Which are the best performing pages and posts on your website? How to find page views in Google Analytics? Here’s a quick, simple guide:
- Login to your Google Analytics account and select the website you want to find the page views for.
- Navigate to Behaviour > All Pages from the menu on the left hand side.
- Decide whether you want to see All Pages or just the Landing Pages.
- Filter the information to show the page within a date range and for a particular segment such as your Organic SEO traffic.
- Further filter your view to see which pages were selected during the user journey (optional).
Not only can you find the page views in Google Analytics but you can furthermore filter the data to reveal some pretty interesting things (including which SEO keywords are driving traffic), where your sales are coming from and more. Let me give you a quick answer first and feel free to check out my other posts below this one to explore things further.
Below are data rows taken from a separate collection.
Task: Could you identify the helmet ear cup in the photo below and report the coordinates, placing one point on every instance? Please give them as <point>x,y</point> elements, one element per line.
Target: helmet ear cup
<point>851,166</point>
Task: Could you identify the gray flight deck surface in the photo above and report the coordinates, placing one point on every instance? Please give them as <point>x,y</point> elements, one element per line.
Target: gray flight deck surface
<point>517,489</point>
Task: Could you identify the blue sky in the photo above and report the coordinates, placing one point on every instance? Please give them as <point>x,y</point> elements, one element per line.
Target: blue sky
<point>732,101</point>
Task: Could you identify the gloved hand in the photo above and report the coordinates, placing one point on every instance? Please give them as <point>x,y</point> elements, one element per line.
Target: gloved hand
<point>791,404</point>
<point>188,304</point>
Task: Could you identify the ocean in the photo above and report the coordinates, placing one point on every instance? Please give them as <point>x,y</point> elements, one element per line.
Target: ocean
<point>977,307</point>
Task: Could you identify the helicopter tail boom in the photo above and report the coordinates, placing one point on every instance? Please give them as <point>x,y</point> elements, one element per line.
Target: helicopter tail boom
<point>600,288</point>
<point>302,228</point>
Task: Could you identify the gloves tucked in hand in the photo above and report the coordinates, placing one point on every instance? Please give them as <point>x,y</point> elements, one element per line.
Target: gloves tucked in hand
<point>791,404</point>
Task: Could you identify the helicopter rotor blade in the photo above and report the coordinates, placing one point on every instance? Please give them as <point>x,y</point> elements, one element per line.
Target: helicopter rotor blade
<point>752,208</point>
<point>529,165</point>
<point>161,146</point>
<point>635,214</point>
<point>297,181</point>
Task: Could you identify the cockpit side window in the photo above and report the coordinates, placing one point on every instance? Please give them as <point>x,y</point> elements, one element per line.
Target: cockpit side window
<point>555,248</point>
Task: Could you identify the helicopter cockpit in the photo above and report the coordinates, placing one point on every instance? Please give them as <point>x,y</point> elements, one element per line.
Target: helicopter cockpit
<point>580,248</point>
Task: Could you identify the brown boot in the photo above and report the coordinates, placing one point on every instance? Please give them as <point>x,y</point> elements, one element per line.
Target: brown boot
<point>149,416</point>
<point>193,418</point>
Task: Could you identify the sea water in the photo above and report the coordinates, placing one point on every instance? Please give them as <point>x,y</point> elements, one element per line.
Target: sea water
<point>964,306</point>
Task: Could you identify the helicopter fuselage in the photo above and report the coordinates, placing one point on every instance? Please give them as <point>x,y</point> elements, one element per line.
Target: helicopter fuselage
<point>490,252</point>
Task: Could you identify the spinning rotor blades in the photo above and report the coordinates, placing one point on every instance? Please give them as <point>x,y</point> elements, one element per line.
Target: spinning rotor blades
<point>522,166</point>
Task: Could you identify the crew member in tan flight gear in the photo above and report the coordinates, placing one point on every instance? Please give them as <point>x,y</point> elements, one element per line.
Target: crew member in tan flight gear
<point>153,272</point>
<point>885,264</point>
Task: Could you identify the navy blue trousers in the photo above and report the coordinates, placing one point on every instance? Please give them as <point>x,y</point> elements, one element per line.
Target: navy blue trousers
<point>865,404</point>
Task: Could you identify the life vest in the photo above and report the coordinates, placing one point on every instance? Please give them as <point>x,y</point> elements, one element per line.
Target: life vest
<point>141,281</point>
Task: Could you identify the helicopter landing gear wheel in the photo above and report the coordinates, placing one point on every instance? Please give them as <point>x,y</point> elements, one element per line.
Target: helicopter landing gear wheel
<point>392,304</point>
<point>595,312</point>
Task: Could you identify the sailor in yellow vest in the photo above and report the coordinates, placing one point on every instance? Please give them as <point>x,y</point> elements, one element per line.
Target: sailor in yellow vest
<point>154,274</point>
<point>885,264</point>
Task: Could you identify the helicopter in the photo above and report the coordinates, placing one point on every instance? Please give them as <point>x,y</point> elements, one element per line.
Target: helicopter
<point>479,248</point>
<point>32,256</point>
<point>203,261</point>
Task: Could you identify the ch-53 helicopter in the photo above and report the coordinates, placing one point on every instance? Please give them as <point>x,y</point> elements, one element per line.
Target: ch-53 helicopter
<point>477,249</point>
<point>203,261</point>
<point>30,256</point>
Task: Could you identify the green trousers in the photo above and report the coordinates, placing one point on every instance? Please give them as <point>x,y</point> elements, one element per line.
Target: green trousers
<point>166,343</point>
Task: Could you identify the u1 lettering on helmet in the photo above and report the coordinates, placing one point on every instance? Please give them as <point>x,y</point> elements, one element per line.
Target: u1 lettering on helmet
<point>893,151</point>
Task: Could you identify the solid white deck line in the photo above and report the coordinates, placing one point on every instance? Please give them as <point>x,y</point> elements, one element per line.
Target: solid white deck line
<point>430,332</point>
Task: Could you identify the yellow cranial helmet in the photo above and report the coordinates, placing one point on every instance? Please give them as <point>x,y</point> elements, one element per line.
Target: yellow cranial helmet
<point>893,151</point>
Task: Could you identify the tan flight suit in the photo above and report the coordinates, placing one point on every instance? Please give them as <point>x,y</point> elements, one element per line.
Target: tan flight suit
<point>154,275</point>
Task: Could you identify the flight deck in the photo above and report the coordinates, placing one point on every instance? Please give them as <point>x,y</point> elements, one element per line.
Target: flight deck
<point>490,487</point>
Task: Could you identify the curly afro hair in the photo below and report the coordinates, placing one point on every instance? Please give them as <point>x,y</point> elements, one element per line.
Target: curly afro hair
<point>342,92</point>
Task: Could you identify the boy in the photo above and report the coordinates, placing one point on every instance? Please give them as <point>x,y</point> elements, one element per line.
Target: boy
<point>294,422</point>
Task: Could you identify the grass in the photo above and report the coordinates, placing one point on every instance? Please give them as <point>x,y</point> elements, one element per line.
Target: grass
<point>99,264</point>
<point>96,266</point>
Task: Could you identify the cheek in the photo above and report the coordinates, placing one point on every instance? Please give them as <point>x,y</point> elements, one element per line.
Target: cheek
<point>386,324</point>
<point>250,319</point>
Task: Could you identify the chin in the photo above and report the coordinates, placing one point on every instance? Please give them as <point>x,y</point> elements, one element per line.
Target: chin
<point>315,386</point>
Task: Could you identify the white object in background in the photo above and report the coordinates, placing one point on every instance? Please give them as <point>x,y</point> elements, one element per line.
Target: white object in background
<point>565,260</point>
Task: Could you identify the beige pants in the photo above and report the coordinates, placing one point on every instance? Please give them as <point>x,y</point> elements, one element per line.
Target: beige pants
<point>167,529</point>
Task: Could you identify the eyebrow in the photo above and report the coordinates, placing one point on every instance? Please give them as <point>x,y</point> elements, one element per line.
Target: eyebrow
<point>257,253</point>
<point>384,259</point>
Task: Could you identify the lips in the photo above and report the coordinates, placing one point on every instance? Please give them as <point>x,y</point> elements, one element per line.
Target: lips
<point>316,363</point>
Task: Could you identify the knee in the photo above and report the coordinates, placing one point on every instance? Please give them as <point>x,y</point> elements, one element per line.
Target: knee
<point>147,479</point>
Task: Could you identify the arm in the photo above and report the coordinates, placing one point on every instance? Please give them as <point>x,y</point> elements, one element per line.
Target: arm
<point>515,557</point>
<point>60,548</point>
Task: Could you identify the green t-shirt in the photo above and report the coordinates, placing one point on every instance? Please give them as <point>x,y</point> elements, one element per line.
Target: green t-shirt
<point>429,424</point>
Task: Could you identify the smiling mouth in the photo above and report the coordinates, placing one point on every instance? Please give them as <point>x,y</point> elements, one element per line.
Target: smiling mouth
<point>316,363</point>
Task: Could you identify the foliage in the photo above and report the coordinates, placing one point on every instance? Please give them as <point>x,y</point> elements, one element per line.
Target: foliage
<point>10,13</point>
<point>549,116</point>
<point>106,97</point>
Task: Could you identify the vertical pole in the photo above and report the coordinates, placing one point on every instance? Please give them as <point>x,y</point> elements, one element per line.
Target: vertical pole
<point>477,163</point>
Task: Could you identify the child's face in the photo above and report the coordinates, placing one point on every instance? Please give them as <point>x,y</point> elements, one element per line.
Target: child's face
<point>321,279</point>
Login to your Google Analytics account and select the website you want to find the page views for
Make sure you are using the correct Google Analytics account and that the view you select is the appropriate one you want to use (if you this set up otherwise just choose the Main View).
Decide Whether You Want to See All Pages or Landing Pages
Landing pages are the first page on your website that your visitors visit from another place such as a Google search. The data shown in the Landing Page can show you where they visit (on your website) next. All Pages view will show you the total number of views a page gets including the visitors who navigated to it from their landing page.
Let’s look at All Pages:
Navigate to Behaviour > Site Content > All Pages from the menu on the left hand side
This will show you the individual pages along with the information you require including the average amount of time spent on each page, the bounce rate and more.
You can further filter the information to show the page view information within a date range and for a particular segment such as your Organic SEO traffic
To filter the date range go to the date selector on the top right of your screen and select the appropriate date range you want to analyse the page views for.
You can select which segment you would like to view data for too, e.g. Organic Traffic (this is your organic search traffic).
This will then allow you to compare the behaviour of your selected segment against your overall visitor traffic.
You can change the way the data is shown to you in the graph by selecting the appropriate option on the top right hand side of the graph here:
To see which pages were selected during the user journey click this option at the top left hand side of the graph:
by selecting navigational Summary you can then see the previous page and next page the user visits in relation to your currently selected page (this image shows it as /Home).
To select a different page simply head back to the Explorer view and click on the page you want to this information for. Here I have selected “Basket.html”.
So the information in the image below (for example) is now showing me the Organic (SEO) traffic to the Basket.html and how the users navigated there and where they went next.
If I wanted to I could further choose to group the view by categories and show more rows if wanted to.